During two safety surveys in October 2011, personnel inspecting labs and the common cold storage room noted the presence of cardboard storage, which was prohibited. One inspector wrote an additional comment: “Please remove all cardboard from the cold room.”
Inspection reports from 2012 and 2013, however, indicate no cardboard in the storage room, raising questions about what happened, lawmakers said.
Government officials have said the long-forgotten smallpox samples dating to the 1950s were among hundreds of vials of pathogens that were discovered in that cold storage room July 1, 2014. Officials said the vials, stored in cardboard boxes, had been overlooked for decades. They were found when personnel for the Food and Drug Administration, which oversaw the labs in Building 29A, were cleaning out the building to prepare for a move to FDA’s main campus in White Oak, Maryland.
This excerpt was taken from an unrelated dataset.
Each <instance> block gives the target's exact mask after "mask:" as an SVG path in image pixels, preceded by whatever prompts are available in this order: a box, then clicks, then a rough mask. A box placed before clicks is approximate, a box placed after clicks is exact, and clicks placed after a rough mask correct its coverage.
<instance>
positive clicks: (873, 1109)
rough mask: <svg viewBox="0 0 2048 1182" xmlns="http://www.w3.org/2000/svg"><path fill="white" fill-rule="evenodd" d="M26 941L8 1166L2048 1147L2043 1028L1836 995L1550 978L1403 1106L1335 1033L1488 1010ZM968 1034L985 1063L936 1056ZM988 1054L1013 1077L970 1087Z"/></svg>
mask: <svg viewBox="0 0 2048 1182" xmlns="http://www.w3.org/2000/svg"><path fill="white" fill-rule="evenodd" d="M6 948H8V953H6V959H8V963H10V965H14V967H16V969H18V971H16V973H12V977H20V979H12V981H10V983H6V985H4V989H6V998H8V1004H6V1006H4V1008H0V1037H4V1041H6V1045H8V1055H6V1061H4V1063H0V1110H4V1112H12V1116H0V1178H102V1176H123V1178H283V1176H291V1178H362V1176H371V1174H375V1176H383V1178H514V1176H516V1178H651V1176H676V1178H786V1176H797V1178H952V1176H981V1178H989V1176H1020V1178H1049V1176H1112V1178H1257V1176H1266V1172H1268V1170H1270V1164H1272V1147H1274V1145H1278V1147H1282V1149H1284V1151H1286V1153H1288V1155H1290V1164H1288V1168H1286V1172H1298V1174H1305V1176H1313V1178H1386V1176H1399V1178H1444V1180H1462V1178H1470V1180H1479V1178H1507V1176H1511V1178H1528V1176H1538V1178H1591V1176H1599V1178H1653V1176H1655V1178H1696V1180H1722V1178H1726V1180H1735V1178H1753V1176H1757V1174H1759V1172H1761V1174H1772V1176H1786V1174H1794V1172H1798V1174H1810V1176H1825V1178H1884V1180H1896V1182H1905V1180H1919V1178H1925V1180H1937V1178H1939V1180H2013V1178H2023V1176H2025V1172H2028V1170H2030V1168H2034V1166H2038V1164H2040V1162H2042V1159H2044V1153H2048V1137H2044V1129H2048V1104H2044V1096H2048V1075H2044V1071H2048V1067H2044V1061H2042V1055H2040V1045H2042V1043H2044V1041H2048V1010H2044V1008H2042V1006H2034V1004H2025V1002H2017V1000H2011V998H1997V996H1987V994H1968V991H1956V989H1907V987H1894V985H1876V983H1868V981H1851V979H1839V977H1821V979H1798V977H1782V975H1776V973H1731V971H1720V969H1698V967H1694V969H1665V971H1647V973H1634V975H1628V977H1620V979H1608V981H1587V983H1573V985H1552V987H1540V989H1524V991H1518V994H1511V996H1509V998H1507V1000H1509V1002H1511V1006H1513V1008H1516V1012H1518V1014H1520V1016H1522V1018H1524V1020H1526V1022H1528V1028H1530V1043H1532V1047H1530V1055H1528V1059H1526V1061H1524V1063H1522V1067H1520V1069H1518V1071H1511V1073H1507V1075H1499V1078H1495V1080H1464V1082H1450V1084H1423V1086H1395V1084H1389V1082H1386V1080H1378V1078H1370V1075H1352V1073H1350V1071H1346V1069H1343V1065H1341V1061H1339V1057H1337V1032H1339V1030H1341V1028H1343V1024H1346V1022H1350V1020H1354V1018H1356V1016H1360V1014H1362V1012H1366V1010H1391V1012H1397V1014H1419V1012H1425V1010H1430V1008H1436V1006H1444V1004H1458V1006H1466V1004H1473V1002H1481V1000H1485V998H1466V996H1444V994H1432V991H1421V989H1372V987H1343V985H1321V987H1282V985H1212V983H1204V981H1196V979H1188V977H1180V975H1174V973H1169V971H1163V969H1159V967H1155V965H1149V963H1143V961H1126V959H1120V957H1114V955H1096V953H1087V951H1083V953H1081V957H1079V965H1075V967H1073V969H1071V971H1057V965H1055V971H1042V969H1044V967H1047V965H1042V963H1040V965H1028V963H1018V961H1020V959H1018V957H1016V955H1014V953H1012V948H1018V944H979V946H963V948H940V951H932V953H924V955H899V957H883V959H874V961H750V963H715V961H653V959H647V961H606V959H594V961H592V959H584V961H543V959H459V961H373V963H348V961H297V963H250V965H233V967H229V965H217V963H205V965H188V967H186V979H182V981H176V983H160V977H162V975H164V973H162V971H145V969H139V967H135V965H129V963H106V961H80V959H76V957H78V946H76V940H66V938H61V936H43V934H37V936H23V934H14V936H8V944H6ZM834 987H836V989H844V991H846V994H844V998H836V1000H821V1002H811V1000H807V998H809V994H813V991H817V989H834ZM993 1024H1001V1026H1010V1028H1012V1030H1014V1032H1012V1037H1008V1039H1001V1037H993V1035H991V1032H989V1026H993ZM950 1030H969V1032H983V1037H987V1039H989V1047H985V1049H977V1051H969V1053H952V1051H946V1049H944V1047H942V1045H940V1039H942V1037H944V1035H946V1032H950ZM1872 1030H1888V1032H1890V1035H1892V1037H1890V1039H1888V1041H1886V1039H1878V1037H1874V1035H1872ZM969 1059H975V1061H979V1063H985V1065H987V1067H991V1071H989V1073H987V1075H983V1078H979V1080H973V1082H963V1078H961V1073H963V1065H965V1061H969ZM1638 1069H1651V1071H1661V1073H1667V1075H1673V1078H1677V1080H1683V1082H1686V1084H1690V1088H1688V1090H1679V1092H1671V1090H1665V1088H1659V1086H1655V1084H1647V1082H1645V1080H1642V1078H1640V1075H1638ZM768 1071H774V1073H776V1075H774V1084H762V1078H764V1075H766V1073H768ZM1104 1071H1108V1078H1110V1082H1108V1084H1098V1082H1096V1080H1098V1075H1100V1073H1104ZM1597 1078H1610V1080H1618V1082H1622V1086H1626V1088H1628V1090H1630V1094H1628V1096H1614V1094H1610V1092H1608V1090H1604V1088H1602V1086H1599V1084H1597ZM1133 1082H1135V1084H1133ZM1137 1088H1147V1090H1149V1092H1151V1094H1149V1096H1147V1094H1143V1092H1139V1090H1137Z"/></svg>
Two of six vials of smallpox were found to have live virus and were later destroyed.
In a letter Tuesday, Rep. Fred Upton, R-Mich., who chairs the House Energy and Commerce Committee, and Rep. Tim Murphy, R-Pa., who chairs its oversight subcommittee, said the inspection reports raise new questions and requested that the Government Accountability Office expand its review of the handling of biological agents and toxins by federal laboratories.
Among the questions: if the boxes had been there for decades, why weren’t the smallpox vials discovered earlier? And if later inspections found no cardboard in the cold storage room, did the inspectors miss seeing those boxes, or ignore them, or had the boxes been temporarily moved?
“We believe the information and evidence discovered from the investigation provides a basis to believe that there were additional lapses and concerns involved with the retention of smallpox samples than just the failure to account for undiscovered, and presumably abandoned, materials,” the lawmakers wrote.
A spokeswoman for the NIH was unable to provide a comment.
The smallpox discovery, along with other incidents involving the mishandling of pathogens at government labs, prompted a months-long sweep of federal laboratories last year involving nearly a dozen federal agencies, 4,000 lab facilities from Arkansas to Alaska, and more than 40 million biological samples.
Officials disclosed that they had found improperly stored substances, including ricin, the bacterium that cause plague, the bacterium that causes botulism, and vials of virulent bird flu. Some samples were destroyed. Some others were transferred to labs authorized to house them. Federal officials have said the incidents have prompted a move toward better accounting and safety protocols throughout government labs.